Gold price in Mumbai today
Mumbai bullion markets also saw a drop, with 24K gold priced at Rs 14,471 per gram, down Rs 218, and 22K gold at Rs 13,265 per gram, lower by Rs 200.
Gold price in Chennai today
Chennai recorded a sharper decline, with 24K gold selling at Rs 14,651 per gram, down Rs 262, while 22K gold dropped Rs 240 to Rs 13,430 per gram.
Gold price in Kolkata today
In Kolkata, 24K gold was quoted at Rs 14,471 per gram, down Rs 218, while 22K gold stood at Rs 13,265 per gram, lower by Rs 200.
Gold price in Hyderabad today
Hyderabad markets reflected a similar trend, with 24K gold priced at Rs 14,471 per gram, down Rs 218, and 22K gold at Rs 13,265 per gram, slipping Rs 200.
Gold price in Bangalore today
In Bangalore, 24K gold was quoted at Rs 14,471 per gram, down Rs 218, while 22K gold was selling at Rs 13,265 per gram, lower by Rs 200.
Gold price in Ahmedabad today
Ahmedabad bullion markets showed declines, with 24K gold at Rs 14,476 per gram, down Rs 218, while 22K gold fell Rs 200 to Rs 13,270 per gram.

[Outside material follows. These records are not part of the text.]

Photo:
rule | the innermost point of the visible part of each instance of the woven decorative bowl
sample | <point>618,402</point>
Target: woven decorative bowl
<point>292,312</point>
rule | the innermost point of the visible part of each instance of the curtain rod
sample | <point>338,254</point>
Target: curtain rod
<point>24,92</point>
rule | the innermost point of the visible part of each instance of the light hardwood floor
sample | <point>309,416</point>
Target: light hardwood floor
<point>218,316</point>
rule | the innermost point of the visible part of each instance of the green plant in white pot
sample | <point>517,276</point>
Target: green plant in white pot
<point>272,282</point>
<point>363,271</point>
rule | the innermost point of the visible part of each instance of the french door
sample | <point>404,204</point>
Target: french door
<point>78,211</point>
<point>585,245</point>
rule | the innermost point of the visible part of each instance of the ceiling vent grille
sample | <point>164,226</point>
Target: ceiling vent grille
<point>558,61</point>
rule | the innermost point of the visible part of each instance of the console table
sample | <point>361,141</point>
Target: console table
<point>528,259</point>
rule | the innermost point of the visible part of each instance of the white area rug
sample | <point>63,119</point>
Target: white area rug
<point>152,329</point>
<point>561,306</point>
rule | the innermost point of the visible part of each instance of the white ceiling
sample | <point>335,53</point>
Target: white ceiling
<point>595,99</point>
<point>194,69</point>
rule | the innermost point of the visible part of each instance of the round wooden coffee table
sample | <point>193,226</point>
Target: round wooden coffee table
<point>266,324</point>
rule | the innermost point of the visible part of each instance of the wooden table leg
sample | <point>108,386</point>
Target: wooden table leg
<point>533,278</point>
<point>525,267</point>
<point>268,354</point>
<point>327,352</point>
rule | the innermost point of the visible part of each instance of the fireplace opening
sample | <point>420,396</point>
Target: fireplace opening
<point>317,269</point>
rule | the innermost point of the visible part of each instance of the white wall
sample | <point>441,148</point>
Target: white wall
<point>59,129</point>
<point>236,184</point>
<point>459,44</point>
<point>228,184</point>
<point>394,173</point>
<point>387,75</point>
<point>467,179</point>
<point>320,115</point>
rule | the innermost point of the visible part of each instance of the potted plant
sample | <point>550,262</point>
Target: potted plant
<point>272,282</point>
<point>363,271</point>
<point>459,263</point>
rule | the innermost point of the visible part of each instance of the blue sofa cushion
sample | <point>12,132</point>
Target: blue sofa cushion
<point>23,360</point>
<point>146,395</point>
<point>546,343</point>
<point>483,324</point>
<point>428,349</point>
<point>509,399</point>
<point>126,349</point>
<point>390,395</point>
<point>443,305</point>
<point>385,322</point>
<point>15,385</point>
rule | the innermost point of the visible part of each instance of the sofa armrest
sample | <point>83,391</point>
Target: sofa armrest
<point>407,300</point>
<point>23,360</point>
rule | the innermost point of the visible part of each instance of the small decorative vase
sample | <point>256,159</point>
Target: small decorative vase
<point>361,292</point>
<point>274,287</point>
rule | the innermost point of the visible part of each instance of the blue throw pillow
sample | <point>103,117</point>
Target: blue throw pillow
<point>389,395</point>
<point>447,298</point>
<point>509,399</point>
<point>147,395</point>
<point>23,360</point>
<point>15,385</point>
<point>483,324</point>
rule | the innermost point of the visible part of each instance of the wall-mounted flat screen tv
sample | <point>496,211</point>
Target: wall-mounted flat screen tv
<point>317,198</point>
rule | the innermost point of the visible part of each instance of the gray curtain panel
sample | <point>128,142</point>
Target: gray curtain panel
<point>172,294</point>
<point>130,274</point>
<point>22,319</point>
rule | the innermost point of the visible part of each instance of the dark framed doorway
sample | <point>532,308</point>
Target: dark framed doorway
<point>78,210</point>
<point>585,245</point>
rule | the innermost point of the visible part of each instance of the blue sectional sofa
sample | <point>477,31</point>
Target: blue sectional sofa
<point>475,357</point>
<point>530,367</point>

Gold price in Lucknow today
In Lucknow, 24K gold was priced at Rs 14,486 per gram, down Rs 218, while 22K gold moved lower by Rs 200 to Rs 13,280 per gram.
Gold price in Patna today
Patna markets also recorded weaker rates, with 24K gold quoted at Rs 14,476 per gram, down Rs 218, and 22K gold at Rs 13,270 per gram, lower by Rs 200.
Gold price in Jaipur today
In Jaipur, 24K gold was quoted at Rs 14,486 per gram, down Rs 218, while 22K gold stood at Rs 13,280 per gram, down Rs 200.